The movement for dolphin and cetacean rights really took off and gained some ground in 2011 when the American Association for the Advancement of Science held a meeting that included conservationists, environmentalists, philosophers, and animal behaviourists; they began to gather support for the Declaration of Rights For Cetaceans from the scientific community. The declaration states (1:)
1. Every individual cetacean has the right to life.
2. No cetacean should be held in captivity or servitude; be subject to cruel treatment; or be removed from their natural environment.
3. All cetaceans have the right to freedom of movement and residence within their natural environment.
4. No cetacean is the property of any State, corporation, human group or individual.
5. Cetaceans have the right to the protection of their natural environment.
6. Cetaceans have the right not to be subject to the disruption of their cultures.
7. The rights, freedoms and norms set forth in this Declaration should be protected under international and domestic law.
For many, it has been long known that dolphins and whales are extremely intelligent creatures. This is probably why they were being locked up in aquariums and zoos and being forced to do tricks in the first place. Dolphins have been known to recognize their own reflection in a mirror, give each other distinct names, solve puzzles, they even have their own culture and hunting practices.
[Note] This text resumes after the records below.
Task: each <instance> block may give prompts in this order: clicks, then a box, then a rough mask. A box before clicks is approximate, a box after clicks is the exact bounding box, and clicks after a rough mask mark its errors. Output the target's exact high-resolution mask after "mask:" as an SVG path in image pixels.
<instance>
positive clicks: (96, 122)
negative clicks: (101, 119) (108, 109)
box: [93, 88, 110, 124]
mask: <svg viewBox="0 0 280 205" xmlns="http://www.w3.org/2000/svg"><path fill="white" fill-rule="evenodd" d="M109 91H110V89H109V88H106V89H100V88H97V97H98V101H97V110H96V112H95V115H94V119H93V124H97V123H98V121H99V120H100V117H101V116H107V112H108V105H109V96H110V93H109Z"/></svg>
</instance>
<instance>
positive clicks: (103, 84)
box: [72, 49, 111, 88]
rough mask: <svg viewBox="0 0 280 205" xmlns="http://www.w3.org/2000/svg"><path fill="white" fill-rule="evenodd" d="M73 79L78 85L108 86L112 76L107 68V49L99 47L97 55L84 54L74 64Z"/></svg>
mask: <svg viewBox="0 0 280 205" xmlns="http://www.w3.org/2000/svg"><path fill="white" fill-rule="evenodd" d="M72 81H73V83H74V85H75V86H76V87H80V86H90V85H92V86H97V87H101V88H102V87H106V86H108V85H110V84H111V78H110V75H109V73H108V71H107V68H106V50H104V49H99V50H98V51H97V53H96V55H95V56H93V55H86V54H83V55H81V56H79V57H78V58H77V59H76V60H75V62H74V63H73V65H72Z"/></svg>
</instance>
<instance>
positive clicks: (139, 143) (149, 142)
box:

In the video clip below you will see some smart dolphins in action as they assist fisherman. A tradition that has been going on for 150 years, has been passed down through generations of fishermen, but even more generations of dolphins.
So, the question remains… is it fair that only dolphins and whales receive this title of ‘Non-Human Persons?’ Or should we include other intelligent animals as well? Where do we draw the line? Why shouldn’t all animals have equal rights? And especially, the right to life?